Check your own "self-care" blood pressure readings against those taken by your doctor just to make sure your cuff is accurate. Remember, also, that emotional factors (like being at the doctor's office in the first place) can cause your blood pressure to shoot up, so readings should always be taken when the patient is comfortable and relaxed. 
 
A booklet with all the information you'll need to take accurate blood pressure readings is available free from your local American Heart Association. 
 
Flashlight. Penlights are more convenient to carry than fullsized "handlamps" and are better for checking pupil size, but the big lights last longer and can do double duty around the house or when you go camping. In addition, large flashlights are better for looking into throats ... which is the purpose they'll likely serve most frequently. 
 
Flashlights are also useful for examining noses, looking into eyes for foreign matter, providing light while removing splinters, and finding dropped contact lenses. (Turn the room lights off and shine the flashlight across the floor. The lost lens will make a tiny shadow.) 
 
Reflex Hammer. Reflex hammers aren't really necessary for most general medical kits, but they're lots of fun and highly educational to use.
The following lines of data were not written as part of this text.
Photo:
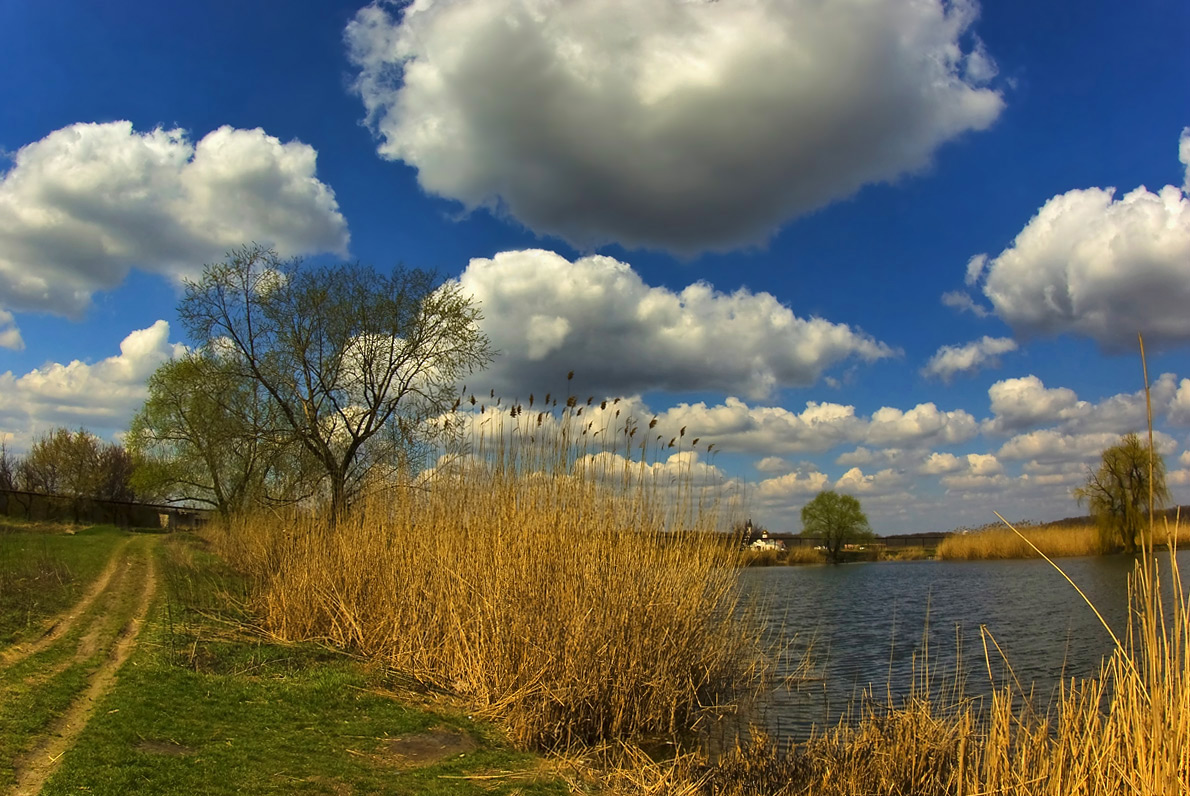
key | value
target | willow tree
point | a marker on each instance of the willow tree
(207, 434)
(1119, 491)
(838, 520)
(352, 361)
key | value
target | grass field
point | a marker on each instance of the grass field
(207, 704)
(43, 570)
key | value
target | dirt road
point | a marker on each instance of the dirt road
(71, 666)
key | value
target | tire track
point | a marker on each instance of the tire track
(35, 768)
(64, 621)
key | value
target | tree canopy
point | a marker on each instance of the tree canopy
(1118, 491)
(838, 520)
(350, 362)
(208, 434)
(71, 463)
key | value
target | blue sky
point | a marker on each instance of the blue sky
(863, 245)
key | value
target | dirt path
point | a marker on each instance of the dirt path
(63, 622)
(110, 616)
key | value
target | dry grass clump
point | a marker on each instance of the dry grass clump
(1126, 731)
(572, 599)
(801, 555)
(1002, 543)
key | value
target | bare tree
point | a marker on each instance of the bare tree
(352, 361)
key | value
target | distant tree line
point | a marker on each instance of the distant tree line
(70, 463)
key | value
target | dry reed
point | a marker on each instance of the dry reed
(574, 594)
(1002, 543)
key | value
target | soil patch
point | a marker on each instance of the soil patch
(425, 749)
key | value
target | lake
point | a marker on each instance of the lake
(868, 625)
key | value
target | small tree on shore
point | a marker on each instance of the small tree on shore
(354, 362)
(1118, 491)
(838, 520)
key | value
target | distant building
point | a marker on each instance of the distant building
(766, 543)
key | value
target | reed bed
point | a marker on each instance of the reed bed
(1002, 543)
(1126, 731)
(562, 591)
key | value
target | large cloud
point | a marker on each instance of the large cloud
(87, 202)
(684, 125)
(1100, 267)
(1026, 402)
(101, 396)
(596, 317)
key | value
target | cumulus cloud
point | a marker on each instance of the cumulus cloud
(964, 302)
(940, 464)
(737, 426)
(883, 482)
(1023, 402)
(1104, 268)
(82, 206)
(596, 317)
(790, 487)
(1051, 446)
(682, 125)
(774, 464)
(1179, 405)
(952, 359)
(101, 396)
(10, 336)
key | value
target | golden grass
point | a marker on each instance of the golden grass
(1056, 541)
(801, 555)
(561, 593)
(1002, 543)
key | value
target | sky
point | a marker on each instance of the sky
(899, 249)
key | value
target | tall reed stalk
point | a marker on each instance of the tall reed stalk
(570, 589)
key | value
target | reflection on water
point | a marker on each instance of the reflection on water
(870, 625)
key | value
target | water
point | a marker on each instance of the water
(868, 627)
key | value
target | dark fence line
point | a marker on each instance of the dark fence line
(91, 511)
(927, 540)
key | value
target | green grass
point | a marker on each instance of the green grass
(207, 707)
(43, 572)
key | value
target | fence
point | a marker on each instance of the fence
(89, 511)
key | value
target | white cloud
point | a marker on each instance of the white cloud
(920, 426)
(940, 464)
(736, 426)
(774, 464)
(964, 302)
(100, 396)
(1184, 156)
(862, 456)
(1179, 405)
(884, 482)
(683, 125)
(983, 464)
(952, 359)
(1100, 267)
(1022, 402)
(82, 206)
(596, 317)
(976, 267)
(791, 487)
(10, 336)
(1051, 446)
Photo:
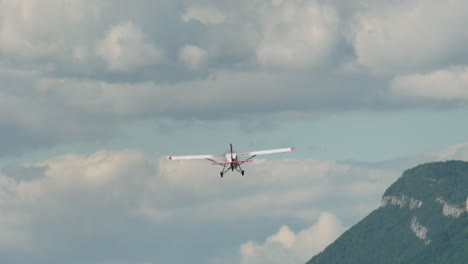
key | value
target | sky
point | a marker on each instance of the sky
(94, 94)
Expect to pay about $5.00 at most medical suppliers. 
 
What Else? As your medical self-care education continues, you may consider adding an otoscope (for viewing and examining the ear), a vaginal speculum (for vaginal self-examination), and any number of other tools. In fact, an excellent kit—with stethoscope, blood pressure cuff, otoscope, penlight, both oral and rectal thermometers, tongue depressor, dental mirror, instructions, a self- help guide by Keith Sehnert, and even a sturdy vinyl bag to carry it all in—is available for $79.50 postpaid from The Health Activation Network.

However, your most valuable tool will be a good working knowledge of your body and how to read it and respond to it. Enroll in (or help organize) a self-care course in your area. A listing of such courses is updated in each and every issue of Medical Self-Care.